Keywords: Keywords: Endangered, herpetofauna, translocations, tortoises, Mexico.

Introduction

The ornamental geophytes, also named ornamental bulbous, have an important contribution on ornamental industry, seeing that they are used for the production of cut flowers, plants in flowerpot, as well as gardening (Benschop et al., 2010). This group of plants present a large morphologic diversity, development and growth habits, and in physiological response to environmental factors (De Hertogh and Le Nard, 1993). The bulbous species are found in more than 800 botanic genus, which are characterized for presenting sprouts of renovation in an underground organ for the storage of water, reserves, hormones, and nutrients (Hartman et al., 2011; Kamentesky and Okubo, 2013); some examples of these underground organs are: the rhizome, tubers, and bulbs (Kamenetsky and Okubo, 2013).

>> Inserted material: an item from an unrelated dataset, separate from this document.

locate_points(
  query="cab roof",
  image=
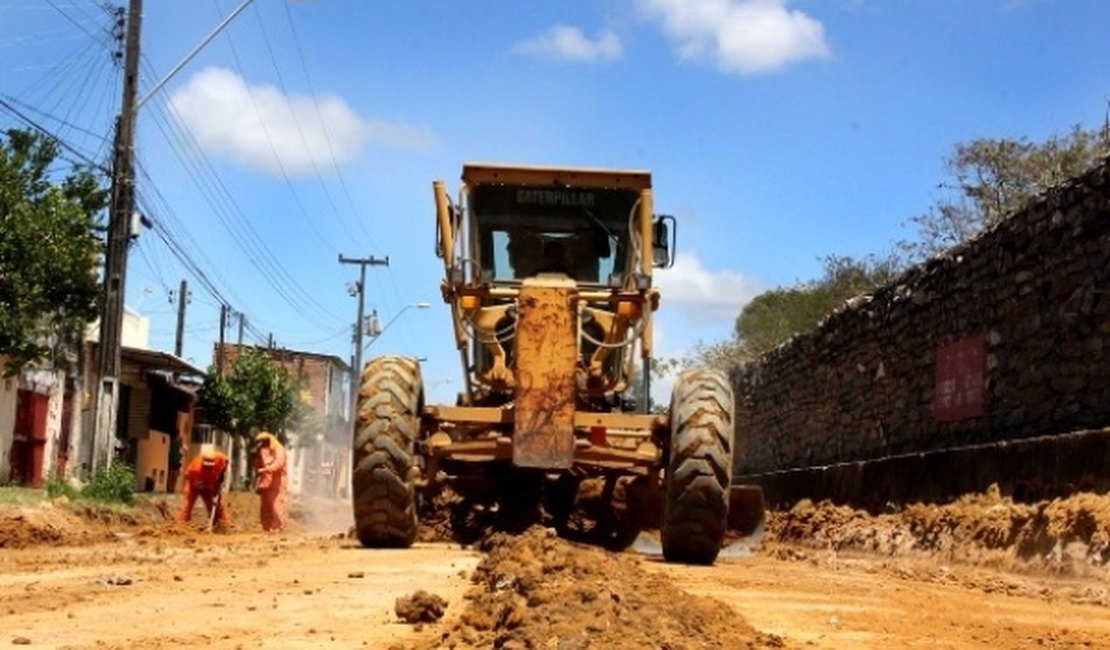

The gladiolus (Gladiolus x grandiflorus Hort.) belongs to the iridaceae family and is native to Africa and Asia. It is one of the most important bulbous plants, since it is ranked in fifth place in the international flower trade and it has a big economic impact as a cut flower (Ahmed et al., 2002). The gladiolus is widely cultivated in Mexico in opened-field conditions, because approximately 80 % of all cut flowers that are produced in Mexico correspond to this species (Ramos-Garcia et al., 2009).

The gladiolus is a summer bulb and requires a cold-heat-cold sequence in order to complete its cycle, from ending of dormancy, vegetative growth, blooming, senescence, and the formation of a new dormant corm (De Hertogh, 1996). The corm originally planted, known as ‘mother corm’ provides reserves for the initial development of the plant, and dies once the reserves are depleted. Nonetheless, prior blooming, a new corm is formed above the mother corm, known as ‘daughter corm,’ in addition to numerous little corms known as ‘little corms.’ The daughter corm has to be harvested and receive a treatment to eliminate dormancy, to be in conditions to produce another plant with flowers in the next season.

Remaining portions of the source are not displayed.